As células imunológicas pulmonares podem reagir de forma exagerada, matando não apenas células infectadas mas também as não infectadas. Podem produzir inflamação aguda, marcando as paredes delicadas dos pulmões. E o vírus pode escapar dos pulmões lesionados para o fluxo sanguíneo, provocando coágulos e prejudicando outros órgãos.
Gupta pensa que os novos dados obtidos por sua equipe oferecem uma explicação molecular da razão porque a ômicron não cresce tão bem nos pulmões.
Muitas células dos pulmões carregam em sua superfície uma proteína chamada TMPRSS2 que pode inadvertidamente ajudar vírus de passagem a penetrar na célula. Mas a equipe de Gupta descobriu que essa proteína não adere muito bem à ômicron. Por essa razão a ômicron não infecta as células com a mesma eficácia que a delta. Uma equipe da Universidade de Glasgow chegou à mesma conclusão de forma independente.
Através de uma rota alternativa, os coronavírus também podem penetrar em células que não produzem TMPRSS2. As células situadas mais acima nas vias aéreas tendem a não ter a proteína. Isso pode ajudar a explicar a evidência de que a ômicron é encontrada nas vias aéreas superiores mais frequentemente que nos pulmões.
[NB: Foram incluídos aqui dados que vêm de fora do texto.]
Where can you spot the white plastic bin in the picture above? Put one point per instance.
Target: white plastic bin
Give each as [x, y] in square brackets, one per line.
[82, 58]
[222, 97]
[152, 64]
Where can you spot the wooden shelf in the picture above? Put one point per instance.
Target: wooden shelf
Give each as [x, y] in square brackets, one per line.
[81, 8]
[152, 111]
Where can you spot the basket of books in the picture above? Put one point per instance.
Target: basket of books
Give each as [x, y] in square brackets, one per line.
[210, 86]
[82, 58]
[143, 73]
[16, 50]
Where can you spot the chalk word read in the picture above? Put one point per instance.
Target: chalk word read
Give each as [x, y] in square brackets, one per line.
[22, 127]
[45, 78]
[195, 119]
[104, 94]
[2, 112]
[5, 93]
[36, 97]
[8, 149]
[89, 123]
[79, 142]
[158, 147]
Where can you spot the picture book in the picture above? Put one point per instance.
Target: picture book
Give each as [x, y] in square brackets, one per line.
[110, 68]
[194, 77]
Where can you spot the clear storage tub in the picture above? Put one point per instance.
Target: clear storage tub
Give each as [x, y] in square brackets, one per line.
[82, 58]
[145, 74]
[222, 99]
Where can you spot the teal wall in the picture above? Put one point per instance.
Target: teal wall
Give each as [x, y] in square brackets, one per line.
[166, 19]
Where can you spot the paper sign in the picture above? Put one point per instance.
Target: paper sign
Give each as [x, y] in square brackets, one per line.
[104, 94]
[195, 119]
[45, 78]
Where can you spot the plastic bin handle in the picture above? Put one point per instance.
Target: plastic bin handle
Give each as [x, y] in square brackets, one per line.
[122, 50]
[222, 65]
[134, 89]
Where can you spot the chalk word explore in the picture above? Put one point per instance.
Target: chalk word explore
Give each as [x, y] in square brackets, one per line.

Gupta especulou que a evolução da ômicron a tornou especializada nas vias aéreas superiores, propagando-se bem na garganta e no nariz. Se for fato, o vírus pode ter chances melhores de ser expelido em gotículas para o ar em volta, dessa forma encontrando novos anfitriões.
“A transmissão acontece a partir das vias aéreas superiores, certo?”, ele disse. “Não tem a ver realmente com o que ocorre nos pulmões, que é onde vemos a doença grave. Assim, dá para entender por que o vírus evoluiu dessa maneira.”
Esses estudos claramente ajudam a explicar por que a ômicron causa doença mais branda, mas ainda não respondem por que a variante é transmitida com tanta eficácia. Mais de 580 mil novos casos de coronavírus foram notificados nos Estados Unidos apenas na quinta-feira (30/12), e acredita-se que a maioria tenha sido de ômicron.